Corporate Lines Increase, But Demand Still an Issue

Highly rated companies are finding it easier to obtain short-term financing from banks after a tense year in which costly fees and tight terms prevailed, if loans could be found at all.

Though prices remain higher and the length of credit shorter than they were before the credit crisis, corporate treasurers and bank officials say conditions are easing and will continue to do so as companies look to refinance loans made in headier times.

So far this year, investment-grade companies have lined up more than $10 billion of bank credit facilities, better than double the volume at this time in 2009, according to Thomson Reuters LPC. In all of last year, top-rated companies took out $229 billion in bank loans, the lowest amount since 1992, as they waited out the tumult.

Meanwhile, investment-grade loans totaling more than $1 trillion are expected to mature from 2010 through 2012.

Claire O'Connor, who heads the loan capital markets group at Barclays Capital, estimates that refinancings will drive a 20% increase in volume this year. Peter Hall, Bank of America Corp.'s head of investment-grade loan syndications, said he expects 2011 to show a 15%-20% increase over 2010.

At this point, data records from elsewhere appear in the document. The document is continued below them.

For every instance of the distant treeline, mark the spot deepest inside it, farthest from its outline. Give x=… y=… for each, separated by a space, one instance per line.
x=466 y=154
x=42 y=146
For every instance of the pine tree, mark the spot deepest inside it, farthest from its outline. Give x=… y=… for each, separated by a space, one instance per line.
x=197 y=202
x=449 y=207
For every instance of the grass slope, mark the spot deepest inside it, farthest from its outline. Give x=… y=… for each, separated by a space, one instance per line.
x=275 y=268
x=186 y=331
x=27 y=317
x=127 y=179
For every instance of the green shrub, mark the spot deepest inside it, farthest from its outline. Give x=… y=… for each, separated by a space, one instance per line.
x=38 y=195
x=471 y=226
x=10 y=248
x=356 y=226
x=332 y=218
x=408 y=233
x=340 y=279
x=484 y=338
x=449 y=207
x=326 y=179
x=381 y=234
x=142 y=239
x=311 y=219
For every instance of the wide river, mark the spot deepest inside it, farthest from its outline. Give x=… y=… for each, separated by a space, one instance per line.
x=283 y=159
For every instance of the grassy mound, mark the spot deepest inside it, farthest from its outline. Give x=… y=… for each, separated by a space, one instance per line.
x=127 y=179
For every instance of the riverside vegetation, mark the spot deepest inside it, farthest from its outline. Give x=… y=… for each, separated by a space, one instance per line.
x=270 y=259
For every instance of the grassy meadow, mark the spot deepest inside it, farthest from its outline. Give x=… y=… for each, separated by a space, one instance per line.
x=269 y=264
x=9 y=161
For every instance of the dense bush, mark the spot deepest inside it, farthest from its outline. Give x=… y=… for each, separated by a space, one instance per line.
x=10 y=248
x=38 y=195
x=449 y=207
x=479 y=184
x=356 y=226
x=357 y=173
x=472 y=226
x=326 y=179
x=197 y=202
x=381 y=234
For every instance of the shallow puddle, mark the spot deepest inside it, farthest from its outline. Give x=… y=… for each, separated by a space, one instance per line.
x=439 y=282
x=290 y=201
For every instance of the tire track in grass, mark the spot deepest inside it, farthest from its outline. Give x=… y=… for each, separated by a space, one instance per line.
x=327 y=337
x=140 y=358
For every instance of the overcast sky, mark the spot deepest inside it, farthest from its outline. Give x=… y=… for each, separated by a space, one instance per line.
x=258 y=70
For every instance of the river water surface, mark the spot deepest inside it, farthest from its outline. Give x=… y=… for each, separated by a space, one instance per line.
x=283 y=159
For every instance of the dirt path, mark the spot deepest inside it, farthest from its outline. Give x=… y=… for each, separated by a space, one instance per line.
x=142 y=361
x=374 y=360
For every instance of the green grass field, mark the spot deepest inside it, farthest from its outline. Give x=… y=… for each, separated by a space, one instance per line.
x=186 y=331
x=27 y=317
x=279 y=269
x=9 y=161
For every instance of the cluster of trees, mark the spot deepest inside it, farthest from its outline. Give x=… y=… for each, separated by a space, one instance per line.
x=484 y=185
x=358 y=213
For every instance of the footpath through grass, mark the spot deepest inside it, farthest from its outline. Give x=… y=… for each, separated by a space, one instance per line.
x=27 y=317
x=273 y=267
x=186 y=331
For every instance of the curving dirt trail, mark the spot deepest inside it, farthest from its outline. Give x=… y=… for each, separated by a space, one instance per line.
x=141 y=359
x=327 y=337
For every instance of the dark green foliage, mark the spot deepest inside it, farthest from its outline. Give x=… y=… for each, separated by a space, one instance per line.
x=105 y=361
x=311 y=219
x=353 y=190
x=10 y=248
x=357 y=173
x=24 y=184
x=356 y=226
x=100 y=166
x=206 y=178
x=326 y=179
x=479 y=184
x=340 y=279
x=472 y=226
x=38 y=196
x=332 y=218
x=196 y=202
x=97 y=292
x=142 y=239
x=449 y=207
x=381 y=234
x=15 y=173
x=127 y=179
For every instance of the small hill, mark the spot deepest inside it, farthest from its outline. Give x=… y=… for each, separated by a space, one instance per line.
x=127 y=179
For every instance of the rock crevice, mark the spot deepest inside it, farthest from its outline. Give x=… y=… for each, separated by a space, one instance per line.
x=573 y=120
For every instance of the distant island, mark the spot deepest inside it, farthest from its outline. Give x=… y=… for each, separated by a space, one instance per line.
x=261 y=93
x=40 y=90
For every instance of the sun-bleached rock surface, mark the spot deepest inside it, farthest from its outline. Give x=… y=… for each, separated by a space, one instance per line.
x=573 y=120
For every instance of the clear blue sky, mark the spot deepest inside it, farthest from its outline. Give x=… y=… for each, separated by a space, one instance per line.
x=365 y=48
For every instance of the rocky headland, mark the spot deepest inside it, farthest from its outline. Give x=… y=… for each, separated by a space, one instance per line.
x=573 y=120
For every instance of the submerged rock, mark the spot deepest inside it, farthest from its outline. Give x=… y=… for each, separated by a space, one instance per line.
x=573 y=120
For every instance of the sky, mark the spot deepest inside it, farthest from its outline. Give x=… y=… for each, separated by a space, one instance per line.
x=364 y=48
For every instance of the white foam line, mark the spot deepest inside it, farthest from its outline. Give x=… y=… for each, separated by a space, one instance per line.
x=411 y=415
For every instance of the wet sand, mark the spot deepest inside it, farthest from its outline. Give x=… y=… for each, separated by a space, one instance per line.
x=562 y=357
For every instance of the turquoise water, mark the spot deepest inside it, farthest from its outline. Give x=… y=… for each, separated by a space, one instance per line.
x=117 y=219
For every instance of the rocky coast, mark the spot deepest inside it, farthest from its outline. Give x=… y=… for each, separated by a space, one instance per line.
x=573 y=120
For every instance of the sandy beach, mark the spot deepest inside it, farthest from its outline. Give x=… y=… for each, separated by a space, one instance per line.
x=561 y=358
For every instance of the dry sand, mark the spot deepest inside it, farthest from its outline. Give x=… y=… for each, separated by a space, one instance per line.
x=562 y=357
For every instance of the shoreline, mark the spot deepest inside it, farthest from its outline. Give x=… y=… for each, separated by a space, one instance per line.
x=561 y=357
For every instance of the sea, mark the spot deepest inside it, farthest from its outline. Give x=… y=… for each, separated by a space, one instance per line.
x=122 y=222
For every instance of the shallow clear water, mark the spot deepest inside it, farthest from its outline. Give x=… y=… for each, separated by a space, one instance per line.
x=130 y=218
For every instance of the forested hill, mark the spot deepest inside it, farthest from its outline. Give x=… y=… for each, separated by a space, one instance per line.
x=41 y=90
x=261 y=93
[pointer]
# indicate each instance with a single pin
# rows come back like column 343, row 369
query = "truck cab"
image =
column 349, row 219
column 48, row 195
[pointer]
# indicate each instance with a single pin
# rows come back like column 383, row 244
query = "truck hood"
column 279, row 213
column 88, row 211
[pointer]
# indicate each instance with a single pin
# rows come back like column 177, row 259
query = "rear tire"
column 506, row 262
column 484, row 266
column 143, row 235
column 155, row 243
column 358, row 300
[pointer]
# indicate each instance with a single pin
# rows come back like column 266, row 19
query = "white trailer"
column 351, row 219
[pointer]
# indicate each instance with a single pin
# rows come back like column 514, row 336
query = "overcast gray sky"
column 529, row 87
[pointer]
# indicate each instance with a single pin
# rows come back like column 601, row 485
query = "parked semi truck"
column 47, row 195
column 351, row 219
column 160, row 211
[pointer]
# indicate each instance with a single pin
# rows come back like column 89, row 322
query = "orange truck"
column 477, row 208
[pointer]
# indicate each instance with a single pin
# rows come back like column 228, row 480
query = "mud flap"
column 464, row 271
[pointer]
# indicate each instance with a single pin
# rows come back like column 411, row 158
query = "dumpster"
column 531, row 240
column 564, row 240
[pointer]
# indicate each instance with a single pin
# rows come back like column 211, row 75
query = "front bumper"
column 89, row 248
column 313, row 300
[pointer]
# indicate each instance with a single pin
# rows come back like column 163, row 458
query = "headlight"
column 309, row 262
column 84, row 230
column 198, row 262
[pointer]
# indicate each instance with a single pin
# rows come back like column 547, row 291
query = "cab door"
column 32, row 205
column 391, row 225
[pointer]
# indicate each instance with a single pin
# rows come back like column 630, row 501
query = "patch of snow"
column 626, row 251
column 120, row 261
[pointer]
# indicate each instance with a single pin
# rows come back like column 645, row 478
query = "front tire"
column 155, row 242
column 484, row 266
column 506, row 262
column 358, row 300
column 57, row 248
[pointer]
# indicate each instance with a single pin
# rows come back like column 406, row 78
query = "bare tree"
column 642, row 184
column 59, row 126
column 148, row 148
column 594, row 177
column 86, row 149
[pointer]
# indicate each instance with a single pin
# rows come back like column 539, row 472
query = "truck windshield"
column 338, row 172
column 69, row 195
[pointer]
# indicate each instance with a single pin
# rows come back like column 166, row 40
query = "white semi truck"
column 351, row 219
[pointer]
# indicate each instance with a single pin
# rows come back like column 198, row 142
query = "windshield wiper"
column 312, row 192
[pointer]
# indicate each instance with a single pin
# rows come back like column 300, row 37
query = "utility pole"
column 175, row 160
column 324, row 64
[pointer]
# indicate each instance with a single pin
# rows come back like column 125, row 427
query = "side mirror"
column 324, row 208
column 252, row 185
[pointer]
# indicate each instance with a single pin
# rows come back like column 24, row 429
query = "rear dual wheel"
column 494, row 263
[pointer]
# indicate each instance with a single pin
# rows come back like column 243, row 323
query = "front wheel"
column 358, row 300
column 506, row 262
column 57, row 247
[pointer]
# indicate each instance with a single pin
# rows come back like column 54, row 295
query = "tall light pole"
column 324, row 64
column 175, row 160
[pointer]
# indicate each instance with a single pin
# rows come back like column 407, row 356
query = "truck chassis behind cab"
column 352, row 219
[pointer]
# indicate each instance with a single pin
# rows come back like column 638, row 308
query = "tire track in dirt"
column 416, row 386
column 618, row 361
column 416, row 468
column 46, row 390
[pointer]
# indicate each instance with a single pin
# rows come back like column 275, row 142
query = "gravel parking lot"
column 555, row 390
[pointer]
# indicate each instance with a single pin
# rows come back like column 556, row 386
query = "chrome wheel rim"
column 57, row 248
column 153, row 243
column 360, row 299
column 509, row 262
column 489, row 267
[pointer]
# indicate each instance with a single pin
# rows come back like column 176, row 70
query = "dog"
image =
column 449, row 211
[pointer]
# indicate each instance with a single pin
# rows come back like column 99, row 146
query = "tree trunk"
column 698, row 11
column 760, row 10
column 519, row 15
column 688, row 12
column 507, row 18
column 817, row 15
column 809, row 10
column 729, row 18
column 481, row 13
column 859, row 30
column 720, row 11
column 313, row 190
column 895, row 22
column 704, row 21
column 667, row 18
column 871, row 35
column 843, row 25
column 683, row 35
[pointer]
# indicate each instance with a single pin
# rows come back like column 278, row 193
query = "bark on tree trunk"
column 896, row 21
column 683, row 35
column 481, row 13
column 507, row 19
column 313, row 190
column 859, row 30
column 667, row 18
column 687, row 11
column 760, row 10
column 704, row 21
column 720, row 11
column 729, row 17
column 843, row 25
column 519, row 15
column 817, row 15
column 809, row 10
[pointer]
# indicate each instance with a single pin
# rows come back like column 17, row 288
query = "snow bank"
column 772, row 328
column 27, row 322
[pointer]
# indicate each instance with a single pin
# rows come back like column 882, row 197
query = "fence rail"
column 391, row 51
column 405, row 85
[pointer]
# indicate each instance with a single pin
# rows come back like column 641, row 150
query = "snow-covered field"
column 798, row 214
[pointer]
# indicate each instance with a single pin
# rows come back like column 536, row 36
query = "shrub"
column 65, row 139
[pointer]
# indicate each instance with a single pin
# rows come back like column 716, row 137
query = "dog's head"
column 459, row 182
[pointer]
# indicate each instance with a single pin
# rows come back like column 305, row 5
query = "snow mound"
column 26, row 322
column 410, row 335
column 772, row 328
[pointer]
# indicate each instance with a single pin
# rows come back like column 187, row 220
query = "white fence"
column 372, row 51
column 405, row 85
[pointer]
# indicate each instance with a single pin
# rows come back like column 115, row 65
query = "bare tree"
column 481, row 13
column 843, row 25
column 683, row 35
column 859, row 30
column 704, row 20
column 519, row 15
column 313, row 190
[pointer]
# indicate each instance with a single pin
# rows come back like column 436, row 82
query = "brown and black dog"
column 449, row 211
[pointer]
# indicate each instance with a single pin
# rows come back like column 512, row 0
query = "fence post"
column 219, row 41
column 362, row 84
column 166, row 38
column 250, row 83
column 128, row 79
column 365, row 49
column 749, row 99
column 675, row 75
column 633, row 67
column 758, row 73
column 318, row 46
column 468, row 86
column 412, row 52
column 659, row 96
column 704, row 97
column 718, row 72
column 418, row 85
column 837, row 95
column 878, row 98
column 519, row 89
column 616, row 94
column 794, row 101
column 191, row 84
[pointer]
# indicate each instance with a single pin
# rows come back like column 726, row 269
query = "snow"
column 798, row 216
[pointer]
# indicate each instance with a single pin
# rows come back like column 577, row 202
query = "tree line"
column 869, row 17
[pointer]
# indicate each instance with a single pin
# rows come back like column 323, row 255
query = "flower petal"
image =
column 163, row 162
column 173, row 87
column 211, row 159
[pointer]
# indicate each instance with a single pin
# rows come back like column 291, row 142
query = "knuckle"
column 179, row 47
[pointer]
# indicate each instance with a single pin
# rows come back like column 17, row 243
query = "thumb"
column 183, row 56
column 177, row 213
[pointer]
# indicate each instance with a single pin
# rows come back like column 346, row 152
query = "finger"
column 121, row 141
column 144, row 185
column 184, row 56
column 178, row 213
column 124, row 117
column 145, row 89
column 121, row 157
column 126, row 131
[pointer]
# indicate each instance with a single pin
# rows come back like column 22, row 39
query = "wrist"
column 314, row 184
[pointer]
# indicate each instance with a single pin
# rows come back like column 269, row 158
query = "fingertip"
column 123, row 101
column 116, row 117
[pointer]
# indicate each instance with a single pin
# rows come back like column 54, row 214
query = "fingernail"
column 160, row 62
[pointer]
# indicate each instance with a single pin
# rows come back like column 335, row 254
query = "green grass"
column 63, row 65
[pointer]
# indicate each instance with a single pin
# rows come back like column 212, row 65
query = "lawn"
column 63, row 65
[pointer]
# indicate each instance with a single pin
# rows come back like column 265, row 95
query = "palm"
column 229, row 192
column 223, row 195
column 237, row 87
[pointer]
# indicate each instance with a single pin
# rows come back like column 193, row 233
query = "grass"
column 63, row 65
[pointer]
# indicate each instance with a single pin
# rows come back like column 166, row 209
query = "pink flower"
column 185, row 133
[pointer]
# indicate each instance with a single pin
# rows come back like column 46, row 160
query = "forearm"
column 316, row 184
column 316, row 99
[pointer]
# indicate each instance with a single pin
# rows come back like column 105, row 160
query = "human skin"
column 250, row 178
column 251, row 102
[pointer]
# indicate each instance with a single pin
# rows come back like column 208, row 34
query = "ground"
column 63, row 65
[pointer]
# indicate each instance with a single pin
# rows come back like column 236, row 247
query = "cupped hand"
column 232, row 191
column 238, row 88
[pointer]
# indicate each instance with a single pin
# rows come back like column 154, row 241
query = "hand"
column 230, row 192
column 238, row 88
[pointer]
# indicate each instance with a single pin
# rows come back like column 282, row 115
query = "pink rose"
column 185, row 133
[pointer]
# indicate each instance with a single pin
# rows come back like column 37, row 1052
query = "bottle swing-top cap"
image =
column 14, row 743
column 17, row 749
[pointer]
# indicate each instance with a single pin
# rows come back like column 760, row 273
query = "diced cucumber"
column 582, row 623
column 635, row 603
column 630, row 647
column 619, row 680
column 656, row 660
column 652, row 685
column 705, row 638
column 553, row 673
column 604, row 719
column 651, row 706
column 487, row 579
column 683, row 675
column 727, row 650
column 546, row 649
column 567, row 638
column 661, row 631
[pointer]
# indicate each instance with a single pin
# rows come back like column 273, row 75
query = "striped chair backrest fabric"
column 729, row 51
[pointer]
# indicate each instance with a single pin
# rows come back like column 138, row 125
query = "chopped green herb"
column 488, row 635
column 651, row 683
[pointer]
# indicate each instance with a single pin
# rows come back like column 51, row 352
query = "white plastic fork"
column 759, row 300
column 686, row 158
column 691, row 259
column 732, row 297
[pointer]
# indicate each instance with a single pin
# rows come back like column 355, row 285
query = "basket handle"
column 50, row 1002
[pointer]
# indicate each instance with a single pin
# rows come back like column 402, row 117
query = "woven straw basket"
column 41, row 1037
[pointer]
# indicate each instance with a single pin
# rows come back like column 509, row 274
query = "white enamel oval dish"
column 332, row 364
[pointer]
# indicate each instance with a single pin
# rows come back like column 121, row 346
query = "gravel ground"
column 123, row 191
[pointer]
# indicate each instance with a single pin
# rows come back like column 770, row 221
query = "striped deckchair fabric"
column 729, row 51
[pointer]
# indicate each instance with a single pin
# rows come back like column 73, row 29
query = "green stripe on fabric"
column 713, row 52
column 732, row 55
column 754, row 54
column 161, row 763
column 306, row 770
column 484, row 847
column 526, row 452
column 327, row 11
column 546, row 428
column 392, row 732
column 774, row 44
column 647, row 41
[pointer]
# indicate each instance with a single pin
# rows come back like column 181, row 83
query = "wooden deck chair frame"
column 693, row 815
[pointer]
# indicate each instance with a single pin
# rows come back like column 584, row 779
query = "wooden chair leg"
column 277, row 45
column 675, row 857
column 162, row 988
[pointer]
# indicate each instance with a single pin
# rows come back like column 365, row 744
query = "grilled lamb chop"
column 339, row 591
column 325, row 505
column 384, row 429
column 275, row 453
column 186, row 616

"There will be a race among all of us with large facilities coming due not to be the last one through the door," said Jim Abel, treasurer at the energy company PPL Corp.

Companies use these lines of credit for operating funds or as backstops for the short-term unsecured borrowing known as commercial paper.

PPL Energy Supply's $3.2 billion five-year bank loan matures in 2012. Abel said he is "very confident" it will be renewed, but he plans to start working on the process by the end of the year, which would be earlier than usual.

In the meantime, PPL, as did other utilities, turned to alternatives to traditional bank credit. For example, PPL is finalizing a $750 million five-year facility secured by liens on generating assets.

Those that were forced to refinance bank credit at the height of the crisis found it very expensive, and could only do it for short periods of time. Five-year bank loans were common in 2007, but no bank offered them to U.S. companies last year. Most limited lending to 364 days.

In the past few months, however, three-year loans have become the new standard as banks have grown more comfortable.

Indeed, some corporate treasurers say they recently had to turn down banks who now saw opportunities — and profits — in lending. Such an attitude from banks is a departure from before the crisis, when banks saw credit as a "loss leader" in order to establish relationships with companies in hopes of ultimately landing lucrative underwriting or advisory business.

"It was a challenge" to secure a $1.5 billion 364-day loan in 2008, said David Braden, assistant treasurer to Cargill, the privately held food processor. But when the company refinanced a 364-day loan in late 2009, some banks that had dropped out the previous year returned to bid, and "we actually added some banks to our facilities who weren't there before," Braden said.

Still, the competition hasn't yet translated to a steeper decline in fees. A triple-B-rated company that fully taps its 364-day line of credit, for example, must pay an amount four times higher than it paid at the end of 2007.

With the memory of frozen markets still fresh, companies have maintained cash balances and sold long-term bonds when that avenue of financing opened up. Indeed, high-grade companies raised more than $1 trillion in bonds to extend the maturities of debt and loans last year. That could be a factor for lower loan fees as banks look for business.

"Big companies are not necessarily going to be banging on the door asking for money," said Errol Harris, treasurer of International Paper.